Wiedźmin 3: system walki

+
Łowcy czarownic też blokują do momentu jak im się wytrzymałość skończy (potem padają). Z tymi bandytami jest różnie raz blokują do końca a za drugim po chwili przestają,
 
Powinno być tak, że jak skończy im się wytrzymałość to ich odtrąca jak przy kontrataku i byłoby dobrze. A poza tym zwykli bandyci za szybko odpoczywają.
 
Racja, bo to jest tak zrobione, że jak im spada to szybko się regeneruje i tutaj nie ma określonego poziomu od którego mogą blokować, minimalna ilość im urośnie jak spadnie do zera i już blokują dalej.
 
Jedynie z upiorami mi nie wychodzi, bo mają podwójną sekwencję ataku i jeszcze ich nie rozgryzłem.

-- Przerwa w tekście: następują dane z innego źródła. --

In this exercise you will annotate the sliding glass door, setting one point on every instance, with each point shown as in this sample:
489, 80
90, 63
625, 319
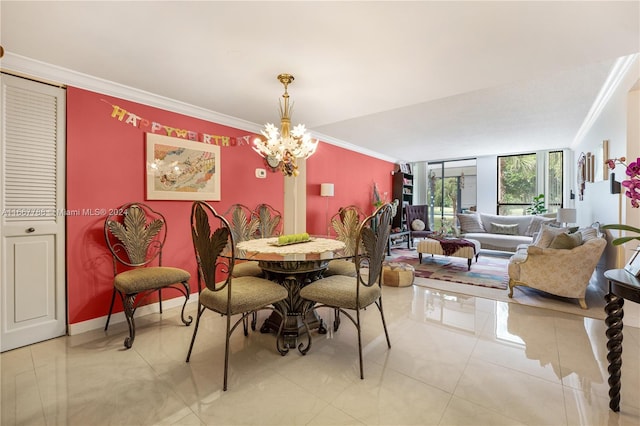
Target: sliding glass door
451, 189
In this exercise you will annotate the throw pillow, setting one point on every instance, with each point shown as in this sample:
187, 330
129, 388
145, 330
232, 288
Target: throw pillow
547, 234
417, 225
499, 228
534, 225
470, 223
588, 233
566, 241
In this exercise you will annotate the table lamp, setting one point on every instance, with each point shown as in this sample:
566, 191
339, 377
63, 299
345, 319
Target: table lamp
566, 216
326, 190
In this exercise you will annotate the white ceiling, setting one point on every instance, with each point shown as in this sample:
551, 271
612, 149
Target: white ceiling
412, 81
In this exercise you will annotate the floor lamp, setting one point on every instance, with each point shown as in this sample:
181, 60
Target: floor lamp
326, 190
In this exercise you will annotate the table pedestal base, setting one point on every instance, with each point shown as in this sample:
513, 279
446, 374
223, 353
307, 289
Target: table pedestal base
293, 276
615, 314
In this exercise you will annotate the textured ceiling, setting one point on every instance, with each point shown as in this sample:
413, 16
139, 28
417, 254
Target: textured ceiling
411, 81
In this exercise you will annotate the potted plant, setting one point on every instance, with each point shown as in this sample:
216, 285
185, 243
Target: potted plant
537, 206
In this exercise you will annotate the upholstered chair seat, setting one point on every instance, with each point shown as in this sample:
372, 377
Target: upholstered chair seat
135, 237
345, 294
218, 290
150, 278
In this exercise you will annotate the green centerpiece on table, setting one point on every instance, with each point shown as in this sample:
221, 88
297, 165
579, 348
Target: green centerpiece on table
293, 238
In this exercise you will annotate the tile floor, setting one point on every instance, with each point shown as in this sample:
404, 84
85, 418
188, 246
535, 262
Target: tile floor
455, 360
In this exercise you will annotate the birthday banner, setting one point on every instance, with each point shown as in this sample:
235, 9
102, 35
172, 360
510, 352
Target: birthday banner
144, 124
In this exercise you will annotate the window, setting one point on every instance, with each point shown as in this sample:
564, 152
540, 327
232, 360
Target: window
522, 177
451, 189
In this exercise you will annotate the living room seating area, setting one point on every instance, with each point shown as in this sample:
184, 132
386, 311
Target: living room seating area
558, 262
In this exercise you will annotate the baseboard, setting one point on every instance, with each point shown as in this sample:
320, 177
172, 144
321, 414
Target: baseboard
152, 308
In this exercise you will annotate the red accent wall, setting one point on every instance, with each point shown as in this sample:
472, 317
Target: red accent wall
353, 175
106, 168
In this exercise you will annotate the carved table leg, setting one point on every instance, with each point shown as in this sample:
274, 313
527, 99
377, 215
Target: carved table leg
615, 314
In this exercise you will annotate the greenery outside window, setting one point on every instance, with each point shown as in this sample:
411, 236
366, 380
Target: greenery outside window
451, 189
523, 177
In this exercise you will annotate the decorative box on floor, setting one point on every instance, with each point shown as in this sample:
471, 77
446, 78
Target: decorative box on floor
397, 274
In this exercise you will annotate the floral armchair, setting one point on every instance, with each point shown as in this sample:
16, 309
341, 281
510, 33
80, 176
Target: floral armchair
562, 272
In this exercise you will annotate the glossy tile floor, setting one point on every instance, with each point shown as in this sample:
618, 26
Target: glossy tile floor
455, 360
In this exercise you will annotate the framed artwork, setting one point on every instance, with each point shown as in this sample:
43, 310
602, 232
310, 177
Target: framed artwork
180, 169
581, 175
600, 162
633, 266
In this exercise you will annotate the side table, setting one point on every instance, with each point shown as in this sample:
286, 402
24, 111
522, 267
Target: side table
622, 285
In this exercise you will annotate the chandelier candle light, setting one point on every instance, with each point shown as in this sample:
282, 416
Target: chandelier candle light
286, 145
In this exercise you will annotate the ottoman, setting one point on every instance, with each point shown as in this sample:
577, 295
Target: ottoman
433, 246
397, 274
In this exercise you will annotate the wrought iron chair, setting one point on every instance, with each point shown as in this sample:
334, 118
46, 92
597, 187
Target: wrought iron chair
222, 292
243, 227
345, 223
348, 293
269, 221
135, 236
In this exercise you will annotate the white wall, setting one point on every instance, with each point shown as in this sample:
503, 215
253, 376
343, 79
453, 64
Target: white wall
612, 124
487, 181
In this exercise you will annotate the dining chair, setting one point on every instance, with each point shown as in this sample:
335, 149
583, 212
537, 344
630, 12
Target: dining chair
346, 293
135, 235
243, 227
345, 223
218, 290
269, 221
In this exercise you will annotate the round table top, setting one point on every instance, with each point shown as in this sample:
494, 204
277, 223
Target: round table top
268, 249
624, 284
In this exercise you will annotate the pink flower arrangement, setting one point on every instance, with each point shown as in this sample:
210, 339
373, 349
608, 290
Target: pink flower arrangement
633, 183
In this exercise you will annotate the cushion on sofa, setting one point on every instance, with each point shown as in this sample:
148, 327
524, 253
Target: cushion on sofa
523, 221
588, 233
499, 228
470, 223
547, 234
536, 222
566, 241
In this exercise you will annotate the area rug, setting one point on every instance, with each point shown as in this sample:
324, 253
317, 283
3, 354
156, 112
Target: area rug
486, 272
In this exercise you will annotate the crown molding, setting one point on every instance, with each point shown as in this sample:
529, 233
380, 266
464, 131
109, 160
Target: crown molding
52, 74
619, 70
58, 76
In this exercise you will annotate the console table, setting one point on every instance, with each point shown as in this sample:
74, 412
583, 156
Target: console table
622, 285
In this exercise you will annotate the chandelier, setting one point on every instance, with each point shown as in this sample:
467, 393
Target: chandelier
281, 148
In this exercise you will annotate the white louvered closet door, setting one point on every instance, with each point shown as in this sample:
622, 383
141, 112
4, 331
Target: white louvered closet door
32, 249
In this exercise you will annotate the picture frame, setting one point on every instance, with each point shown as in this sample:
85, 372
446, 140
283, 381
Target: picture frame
633, 265
180, 169
601, 156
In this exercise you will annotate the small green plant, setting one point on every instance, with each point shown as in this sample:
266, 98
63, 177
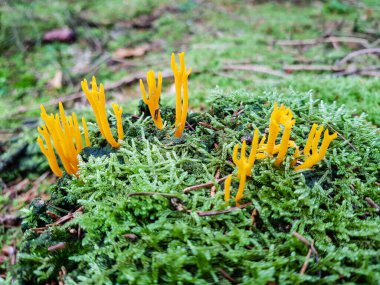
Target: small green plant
142, 213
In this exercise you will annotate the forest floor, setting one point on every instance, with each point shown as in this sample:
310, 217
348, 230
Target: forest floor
329, 47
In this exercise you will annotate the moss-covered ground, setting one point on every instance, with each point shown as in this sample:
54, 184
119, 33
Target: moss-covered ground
231, 45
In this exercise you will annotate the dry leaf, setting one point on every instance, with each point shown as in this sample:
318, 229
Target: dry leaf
56, 81
59, 35
131, 52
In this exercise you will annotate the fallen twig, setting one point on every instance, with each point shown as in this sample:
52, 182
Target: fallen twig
256, 68
346, 140
213, 188
372, 203
60, 221
203, 185
208, 126
151, 194
214, 213
356, 53
10, 221
227, 276
304, 67
306, 263
331, 40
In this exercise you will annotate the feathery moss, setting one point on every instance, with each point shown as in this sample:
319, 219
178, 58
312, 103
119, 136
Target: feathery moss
138, 227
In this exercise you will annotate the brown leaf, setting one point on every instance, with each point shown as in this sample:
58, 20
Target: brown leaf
131, 52
56, 81
64, 35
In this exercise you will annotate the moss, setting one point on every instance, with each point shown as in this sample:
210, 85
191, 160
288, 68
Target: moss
147, 239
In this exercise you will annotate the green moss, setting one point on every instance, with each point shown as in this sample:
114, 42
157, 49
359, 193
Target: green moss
172, 244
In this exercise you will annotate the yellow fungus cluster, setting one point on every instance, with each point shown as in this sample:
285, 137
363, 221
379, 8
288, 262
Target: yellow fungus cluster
96, 98
312, 144
154, 93
281, 117
244, 165
181, 76
67, 140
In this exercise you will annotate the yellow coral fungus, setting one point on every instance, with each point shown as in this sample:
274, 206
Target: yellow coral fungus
67, 139
244, 164
154, 92
181, 88
118, 111
312, 144
96, 98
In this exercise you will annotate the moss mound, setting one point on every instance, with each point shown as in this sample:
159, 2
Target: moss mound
126, 219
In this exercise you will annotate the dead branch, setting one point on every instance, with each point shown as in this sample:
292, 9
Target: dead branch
308, 243
57, 246
151, 194
306, 263
356, 53
372, 203
257, 69
214, 213
227, 276
303, 67
332, 40
204, 185
346, 140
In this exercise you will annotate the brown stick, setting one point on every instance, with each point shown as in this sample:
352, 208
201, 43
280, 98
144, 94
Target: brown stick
256, 68
346, 140
308, 42
57, 246
303, 67
213, 188
305, 241
356, 53
372, 203
306, 263
151, 194
208, 126
204, 185
214, 213
227, 276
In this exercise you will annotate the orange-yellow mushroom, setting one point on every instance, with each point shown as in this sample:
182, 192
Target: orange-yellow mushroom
67, 140
96, 98
153, 98
312, 143
181, 88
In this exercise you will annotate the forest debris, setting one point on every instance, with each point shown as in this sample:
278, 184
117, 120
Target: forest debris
227, 276
10, 221
306, 263
131, 237
213, 188
214, 213
137, 51
304, 67
64, 35
56, 81
356, 53
331, 39
151, 194
257, 69
308, 243
203, 185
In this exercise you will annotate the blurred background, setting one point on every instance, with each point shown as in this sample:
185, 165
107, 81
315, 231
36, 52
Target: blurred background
47, 47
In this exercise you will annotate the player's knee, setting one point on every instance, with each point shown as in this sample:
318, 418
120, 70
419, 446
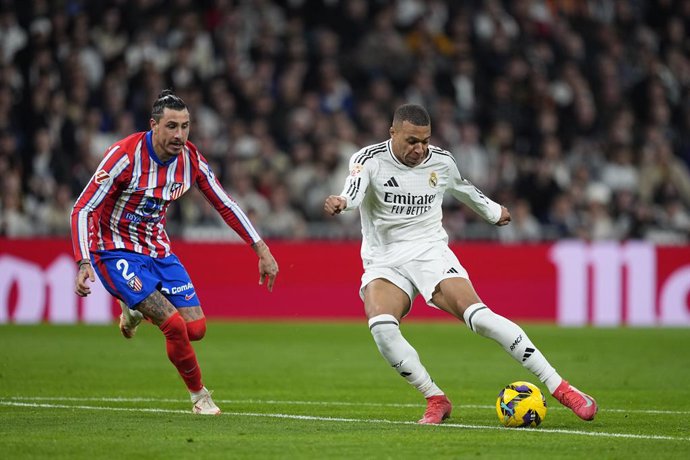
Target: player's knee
196, 330
384, 328
476, 316
174, 327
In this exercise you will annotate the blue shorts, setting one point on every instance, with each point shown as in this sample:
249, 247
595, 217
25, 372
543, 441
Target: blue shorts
132, 277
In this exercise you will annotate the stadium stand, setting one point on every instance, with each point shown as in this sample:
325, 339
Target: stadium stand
575, 114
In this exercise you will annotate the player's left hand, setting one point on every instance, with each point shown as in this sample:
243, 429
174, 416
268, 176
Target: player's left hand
84, 273
268, 267
505, 217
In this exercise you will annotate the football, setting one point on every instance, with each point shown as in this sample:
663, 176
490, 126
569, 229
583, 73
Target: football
521, 404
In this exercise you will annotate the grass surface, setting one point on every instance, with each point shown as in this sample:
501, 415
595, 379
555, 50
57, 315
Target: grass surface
321, 390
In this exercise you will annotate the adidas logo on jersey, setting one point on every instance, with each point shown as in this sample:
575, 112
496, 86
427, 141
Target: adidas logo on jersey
391, 183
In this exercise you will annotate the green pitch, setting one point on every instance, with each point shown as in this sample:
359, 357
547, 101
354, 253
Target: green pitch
321, 390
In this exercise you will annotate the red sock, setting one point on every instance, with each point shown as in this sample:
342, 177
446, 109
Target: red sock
180, 351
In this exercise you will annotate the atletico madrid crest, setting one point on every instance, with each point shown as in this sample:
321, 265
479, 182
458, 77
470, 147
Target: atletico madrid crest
134, 283
176, 191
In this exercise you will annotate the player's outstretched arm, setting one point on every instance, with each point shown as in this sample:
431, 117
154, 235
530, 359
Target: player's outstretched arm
505, 217
268, 267
335, 204
84, 273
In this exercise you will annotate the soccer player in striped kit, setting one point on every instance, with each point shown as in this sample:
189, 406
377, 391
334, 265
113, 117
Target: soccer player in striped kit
118, 233
398, 186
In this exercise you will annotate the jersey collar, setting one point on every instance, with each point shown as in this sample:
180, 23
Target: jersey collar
389, 145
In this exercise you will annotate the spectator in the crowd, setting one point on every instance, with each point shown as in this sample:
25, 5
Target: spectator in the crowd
539, 100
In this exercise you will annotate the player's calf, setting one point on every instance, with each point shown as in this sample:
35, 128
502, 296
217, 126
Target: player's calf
129, 320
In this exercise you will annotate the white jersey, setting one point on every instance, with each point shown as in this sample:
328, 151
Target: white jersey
400, 206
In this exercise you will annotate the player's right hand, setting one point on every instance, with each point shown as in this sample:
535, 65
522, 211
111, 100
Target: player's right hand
84, 273
334, 204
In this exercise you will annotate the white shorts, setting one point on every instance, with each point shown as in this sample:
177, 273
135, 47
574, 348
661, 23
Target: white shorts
419, 273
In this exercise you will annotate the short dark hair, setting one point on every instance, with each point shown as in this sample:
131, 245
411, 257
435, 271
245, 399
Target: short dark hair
166, 99
414, 113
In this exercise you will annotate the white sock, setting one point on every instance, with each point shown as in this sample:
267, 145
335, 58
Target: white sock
400, 354
480, 319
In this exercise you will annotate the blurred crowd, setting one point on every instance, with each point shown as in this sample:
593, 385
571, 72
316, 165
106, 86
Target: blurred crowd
573, 113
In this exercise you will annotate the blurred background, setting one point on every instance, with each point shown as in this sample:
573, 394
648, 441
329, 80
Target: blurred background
575, 114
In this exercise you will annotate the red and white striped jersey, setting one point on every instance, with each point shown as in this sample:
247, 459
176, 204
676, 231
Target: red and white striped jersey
124, 204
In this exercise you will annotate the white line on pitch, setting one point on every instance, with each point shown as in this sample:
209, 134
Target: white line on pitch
322, 403
348, 420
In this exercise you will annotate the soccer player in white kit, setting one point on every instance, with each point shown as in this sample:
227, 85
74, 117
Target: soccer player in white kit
398, 186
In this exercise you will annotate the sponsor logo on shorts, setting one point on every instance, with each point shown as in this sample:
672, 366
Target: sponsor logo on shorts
101, 176
180, 289
134, 283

Wiem, ze stary post... ale i tak podpowiem. "Yrden. Trap it with the yrden" ;) I jest bulka z maslem. Ja sie z kolei przez dluzszy czas meczylem z mglakami. Za nic w swiecie nie moglem tego cholerstwa podejsc. Jedynym chyba sposobem na te dziady jest uzywanie Aksji. A zebyscie sie nie smiali to pragne zaznaczyc ze gram na najwyzszym poziomie trudnosci + mody ktore jeszcze bardziej zawyzaja poziom trudnosci.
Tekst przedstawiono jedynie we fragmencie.